Mattias Ekström: „Ich kann Audis Entscheidung für den LMP1-Ausstieg nachvollziehen“

531
Für Mattias Ekström ist Audis LMP1-Rückzug logisch | © Ralf Kieven

Für Mattias Ekström seien Audis Ausstieg aus der Langstrecken-WM sowie die Konzentration auf die Formel-E-Meisterschaft logische Schritte. Die Probleme des VW-Konzerns seien bekannt. Der Konstrukteur müsse nun der Zukunft entgegentreten.

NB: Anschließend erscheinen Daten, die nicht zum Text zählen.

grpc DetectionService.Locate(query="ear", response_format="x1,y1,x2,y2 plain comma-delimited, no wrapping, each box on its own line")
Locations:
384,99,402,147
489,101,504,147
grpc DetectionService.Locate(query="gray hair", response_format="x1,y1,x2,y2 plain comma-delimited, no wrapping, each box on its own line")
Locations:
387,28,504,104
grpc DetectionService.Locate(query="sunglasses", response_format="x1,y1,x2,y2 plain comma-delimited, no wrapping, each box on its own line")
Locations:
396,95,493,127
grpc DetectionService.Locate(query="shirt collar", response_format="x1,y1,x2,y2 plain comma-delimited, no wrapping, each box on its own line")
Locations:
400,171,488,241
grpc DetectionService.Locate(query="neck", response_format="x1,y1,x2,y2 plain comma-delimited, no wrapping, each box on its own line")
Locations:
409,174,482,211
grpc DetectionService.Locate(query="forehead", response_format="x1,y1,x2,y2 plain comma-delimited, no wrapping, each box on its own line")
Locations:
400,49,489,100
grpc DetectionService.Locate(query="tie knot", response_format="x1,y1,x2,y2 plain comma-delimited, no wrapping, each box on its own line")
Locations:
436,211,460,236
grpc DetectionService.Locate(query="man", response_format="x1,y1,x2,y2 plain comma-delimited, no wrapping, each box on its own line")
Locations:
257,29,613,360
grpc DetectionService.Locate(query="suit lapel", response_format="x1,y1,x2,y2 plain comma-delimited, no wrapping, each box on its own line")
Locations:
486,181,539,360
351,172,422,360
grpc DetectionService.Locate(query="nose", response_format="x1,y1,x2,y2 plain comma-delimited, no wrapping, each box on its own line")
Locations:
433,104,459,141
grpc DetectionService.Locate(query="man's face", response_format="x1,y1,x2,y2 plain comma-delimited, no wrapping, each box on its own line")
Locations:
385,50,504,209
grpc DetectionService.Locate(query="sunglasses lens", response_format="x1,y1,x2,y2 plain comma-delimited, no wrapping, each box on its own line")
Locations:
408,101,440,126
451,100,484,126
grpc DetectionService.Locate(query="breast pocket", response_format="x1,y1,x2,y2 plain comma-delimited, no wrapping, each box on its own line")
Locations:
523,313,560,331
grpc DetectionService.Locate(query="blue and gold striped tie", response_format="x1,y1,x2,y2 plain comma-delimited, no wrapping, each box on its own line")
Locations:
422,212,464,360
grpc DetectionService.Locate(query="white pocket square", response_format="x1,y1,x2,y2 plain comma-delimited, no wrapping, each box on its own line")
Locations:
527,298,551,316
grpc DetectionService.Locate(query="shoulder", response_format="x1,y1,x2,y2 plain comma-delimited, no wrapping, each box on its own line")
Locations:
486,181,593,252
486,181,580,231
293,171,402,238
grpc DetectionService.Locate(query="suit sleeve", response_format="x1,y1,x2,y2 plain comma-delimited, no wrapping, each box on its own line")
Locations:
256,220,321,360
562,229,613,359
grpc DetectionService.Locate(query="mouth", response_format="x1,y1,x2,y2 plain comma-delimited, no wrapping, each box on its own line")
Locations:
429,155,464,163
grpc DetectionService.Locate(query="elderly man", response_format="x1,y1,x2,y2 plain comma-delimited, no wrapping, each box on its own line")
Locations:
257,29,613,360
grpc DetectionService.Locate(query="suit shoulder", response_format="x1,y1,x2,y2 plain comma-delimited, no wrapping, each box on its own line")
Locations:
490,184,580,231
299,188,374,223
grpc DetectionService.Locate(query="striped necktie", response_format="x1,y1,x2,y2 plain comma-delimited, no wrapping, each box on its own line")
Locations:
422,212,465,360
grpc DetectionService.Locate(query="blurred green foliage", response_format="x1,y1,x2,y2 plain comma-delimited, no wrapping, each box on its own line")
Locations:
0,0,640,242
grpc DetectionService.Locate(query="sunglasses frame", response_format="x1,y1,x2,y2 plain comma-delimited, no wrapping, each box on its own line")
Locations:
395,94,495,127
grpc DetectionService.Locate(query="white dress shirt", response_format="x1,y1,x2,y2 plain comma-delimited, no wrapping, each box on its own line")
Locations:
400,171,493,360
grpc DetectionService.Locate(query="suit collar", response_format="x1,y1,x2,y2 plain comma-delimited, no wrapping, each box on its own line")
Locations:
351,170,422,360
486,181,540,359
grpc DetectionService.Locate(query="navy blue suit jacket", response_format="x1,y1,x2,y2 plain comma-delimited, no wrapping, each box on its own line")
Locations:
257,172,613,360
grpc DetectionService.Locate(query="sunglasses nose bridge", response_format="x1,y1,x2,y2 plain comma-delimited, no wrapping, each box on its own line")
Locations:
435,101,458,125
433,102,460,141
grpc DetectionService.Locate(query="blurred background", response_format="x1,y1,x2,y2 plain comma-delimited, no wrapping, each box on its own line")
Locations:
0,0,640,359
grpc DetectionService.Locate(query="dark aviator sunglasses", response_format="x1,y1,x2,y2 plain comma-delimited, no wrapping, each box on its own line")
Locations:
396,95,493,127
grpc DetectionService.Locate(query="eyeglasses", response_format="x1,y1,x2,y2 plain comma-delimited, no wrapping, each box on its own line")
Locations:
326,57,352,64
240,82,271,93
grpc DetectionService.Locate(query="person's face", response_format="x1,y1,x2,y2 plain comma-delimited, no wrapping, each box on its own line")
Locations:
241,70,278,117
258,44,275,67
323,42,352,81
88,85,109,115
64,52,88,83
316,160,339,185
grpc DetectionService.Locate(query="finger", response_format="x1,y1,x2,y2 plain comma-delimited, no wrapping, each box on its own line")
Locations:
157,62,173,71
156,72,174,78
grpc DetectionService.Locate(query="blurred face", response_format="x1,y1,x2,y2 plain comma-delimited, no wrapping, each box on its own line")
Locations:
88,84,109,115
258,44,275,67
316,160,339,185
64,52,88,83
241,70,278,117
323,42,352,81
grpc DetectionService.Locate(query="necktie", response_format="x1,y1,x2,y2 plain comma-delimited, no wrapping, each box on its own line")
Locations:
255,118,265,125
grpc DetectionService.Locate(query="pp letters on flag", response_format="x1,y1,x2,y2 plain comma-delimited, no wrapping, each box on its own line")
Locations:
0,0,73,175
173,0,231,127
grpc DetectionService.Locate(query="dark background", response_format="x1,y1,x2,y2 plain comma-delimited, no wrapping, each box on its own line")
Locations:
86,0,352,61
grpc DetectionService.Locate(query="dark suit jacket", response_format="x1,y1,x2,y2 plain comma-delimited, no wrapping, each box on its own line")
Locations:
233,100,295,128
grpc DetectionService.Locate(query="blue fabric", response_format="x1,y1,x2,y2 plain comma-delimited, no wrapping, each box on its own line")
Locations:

Der Ausstieg Audis aus der Langstrecken-WM schlug hohe Wellen. Die Sportwagen-Szene diskutiert daher die Zukunft der LMP1-Klasse. Aber auch jenseits des Le-Mans-Sektors ist der Rückzug der vier Ringe ein Gesprächsthema. Sogar DTM-Ass Mattias Ekström äußerte sich zu dieser Entscheidung, die für den Schweden nicht unerwartet gekommen sei.

„Ich kann Audis Entscheidung für den LMP1-Ausstieg nachvollziehen, auch wenn einige Menschen sehr enttäuscht sind“, räumt Ekström gegenüber Motorsport.com ein. „Ich bin weder verärgert, überrascht oder traurig darüber. Wenn man das große Ganze betrachtet ist der Rückzug der logische Schritt.“

Bei seiner Argumentation ist der amtierende Rallycross-Weltmeister aber nicht ganz uneigennützig. Es sei „richtig“, in Elektroautos zu investieren. „Und für diesen Markt gibt es im Motorsport nur die Formel E“, merkt Ekström an. Zudem bestehe in diesem Kontext die Möglichkeit, diese Technologie auch im Rallycross in Gestalt einer E-Klasse einzuführen.

- Anzeige -

Nach dem VW-Dieselskandal sei dieser Schritt darüber hinaus „logisch“ und nachvollziehbar, da die Probleme des Konzerns bekannt seien. „Deshalb müssen sie in die Zukunft blicken und ihre Investitionen dementsprechend anpassen“, so das Fazit des Schweden.